Keys to Successful Skid/Modular System Projects

This is a series of articles we have written that will outline our view tothe keys of a successful modular systems project. We will draw on our past experiences and lessons learned from numerous successful projects in the biopharmaceutical industry.

Getting the Best Proposal from your Modular System Design and Build Vendor

A successful project almost always begins with a good estimate and proposal. Accuracy is critical to making an informed evaluation in a competitive bid situation. The following keys will improve bid accuracy and should result in a smooth transition from the bid phase to project kick off.

1) Allow a reasonable amount of time for bidders to prepare a quality proposal.

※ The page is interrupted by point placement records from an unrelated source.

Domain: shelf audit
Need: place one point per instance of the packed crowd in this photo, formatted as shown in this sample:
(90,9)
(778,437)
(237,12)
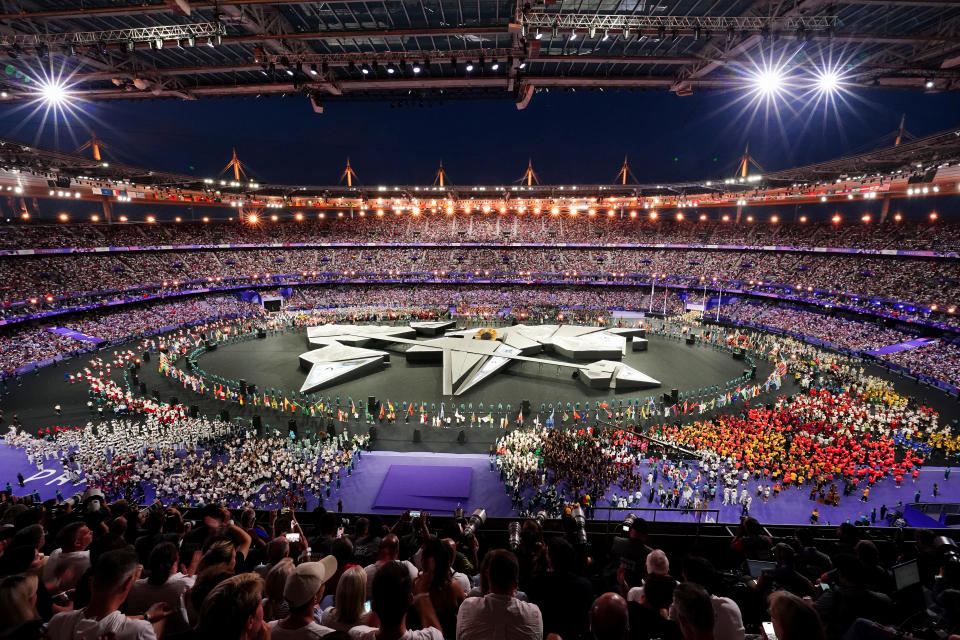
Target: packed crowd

“Reasonable” is a difficult term to quantify, but generally speaking, one to two weeks is enough time for vendors to produce a quality proposal. Depending on the magnitude, more time may be required. Requesting one to two day turnarounds on a biopharmaceutical system proposal leads to mistakes, surprises and wide variances in pricing.

2) Minimize extraneous specifications and documents in bid package.

Invariably, the first task in producing the estimate is to disseminate what information is provided in the bid package. In many cases, specifications and documents that aren’t applicable are included. Reviewing each and every document takes time. Taking the time to review and submit only the most pertinent information in a bid package will greatly assist vendors in producing a quality estimate.

3) Use easy to understand file names for documents.

Many times, document file names are encrypted by the internal specification number. Each must be opened and reviewed to determine if it is pertinent or not. It is easy to forget or perhaps miss entirely having reviewed a document having only an alpha-numeric name. If the pipe specification is “10530”, title the file “Piping Specification 10530”. Believe it or not, these small details assist greatly when working on a bid package.

4) Streamline the Request for Information (RFI) process.

Easier said than done, but this is a critical component to the bidding process. Even the best bid package will produce questions from vendors. Timely responses are critical. Even if all questions cannot be answered, provide them as you get them. That is to say, please don’t wait until all questions are answered before submitting the response. If an answer cannot be provided, which occasionally happens, please offer direction on what assumptions to make so that they can be stated clearly in the proposal.

5) Keep bid forms simple.

All too often, a significant amount of time must be dedicated to rearranging vendor cost estimates into the client preferred format. This takes time and can lead to misinterpretations of the break outs and in some cases, mistakes. Simple, broad categories for breakouts work best. If additional detail is required, be sure that the line item description is clear.

6) Include simple easy- to-understand attachments to further clarify expectations.

What are these? Simple hand sketches, for example. While not a proper drawing, a simple hand sketch can communicate more information than pages of text. Provide pictures of existing details if they are available. One client generated a “Cliff’s Notes” version of the project specifications in the form of an easy to understand document that highlighted critical points. It turned out to be a tremendous tool to communicate expectations and fine details.

7) Provide feedback to vendors after order award.

Win or lose, customer feedback is critical. Did we lose the project on pricing? Delivery? Technical merit? Familiarity with another vendor? Accurate, honest feedback will almost certainly help all involved with the next proposal.

© 2010 Holland Applied Technologies, Inc.